Department of Statistics, University of Virginia, Charlottesville, VA 22904, USA.
Neuroimage. 2012 Nov 15;63(3):1754-65. doi: 10.1016/j.neuroimage.2012.08.014. Epub 2012 Aug 17.
Estimation and inferences for the hemodynamic response functions (HRF) using multi-subject fMRI data are considered. Within the context of the General Linear Model, two new nonparametric estimators for the HRF are proposed. The first is a kernel-smoothed estimator, which is used to construct hypothesis tests on the entire HRF curve, in contrast to only summaries of the curve as in most existing tests. To cope with the inherent large data variance, we introduce a second approach which imposes Tikhonov regularization on the kernel-smoothed estimator. An additional bias-correction step, which uses multi-subject averaged information, is introduced to further improve efficiency and reduce the bias in estimation for individual HRFs. By utilizing the common properties of brain activity shared across subjects, this is the main improvement over the standard methods where each subject's data is usually analyzed independently. A fast algorithm is also developed to select the optimal regularization and smoothing parameters. The proposed methods are compared with several existing regularization methods through simulations. The methods are illustrated by an application to the fMRI data collected under a psychology design employing the Monetary Incentive Delay (MID) task.

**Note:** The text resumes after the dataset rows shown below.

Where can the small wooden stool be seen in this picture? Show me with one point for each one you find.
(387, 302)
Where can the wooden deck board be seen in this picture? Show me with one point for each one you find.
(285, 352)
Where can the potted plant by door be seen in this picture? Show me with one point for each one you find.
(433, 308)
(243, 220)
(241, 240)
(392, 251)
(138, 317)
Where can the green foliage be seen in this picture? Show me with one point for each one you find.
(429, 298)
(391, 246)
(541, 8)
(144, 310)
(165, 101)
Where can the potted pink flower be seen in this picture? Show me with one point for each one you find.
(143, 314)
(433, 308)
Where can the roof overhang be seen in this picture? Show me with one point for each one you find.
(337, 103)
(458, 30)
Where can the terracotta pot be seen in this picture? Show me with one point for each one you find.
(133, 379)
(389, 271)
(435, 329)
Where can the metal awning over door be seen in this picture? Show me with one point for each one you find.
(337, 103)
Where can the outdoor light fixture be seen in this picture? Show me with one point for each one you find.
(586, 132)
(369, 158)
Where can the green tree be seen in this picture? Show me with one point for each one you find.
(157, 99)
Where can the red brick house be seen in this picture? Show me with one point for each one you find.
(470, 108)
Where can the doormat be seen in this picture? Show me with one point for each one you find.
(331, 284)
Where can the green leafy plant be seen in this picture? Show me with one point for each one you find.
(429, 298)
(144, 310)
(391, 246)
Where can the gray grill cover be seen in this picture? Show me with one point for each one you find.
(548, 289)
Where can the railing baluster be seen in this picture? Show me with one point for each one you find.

本文考虑了使用多体功能磁共振成像 (fMRI) 数据估计和推断血流动力学响应函数 (HRF)。在广义线性模型的背景下,提出了两种新的 HRF 非参数估计器。第一个是核平滑估计器,它用于对整个 HRF 曲线进行假设检验,而不是像大多数现有检验那样只对曲线的总结进行检验。为了应对固有的大数据方差,我们引入了第二种方法,即在核平滑估计器上施加 Tikhonov 正则化。引入了一个附加的偏置校正步骤,该步骤使用多体平均信息,进一步提高了效率,并减少了个体 HRF 估计中的偏差。通过利用跨受试者共享的大脑活动的共同特性,这是对标准方法的主要改进,其中通常独立分析每个受试者的数据。还开发了一种快速算法来选择最佳的正则化和平滑参数。通过模拟比较了所提出的方法与几种现有的正则化方法。该方法通过应用于在使用货币激励延迟 (MID) 任务的心理学设计下收集的 fMRI 数据来说明。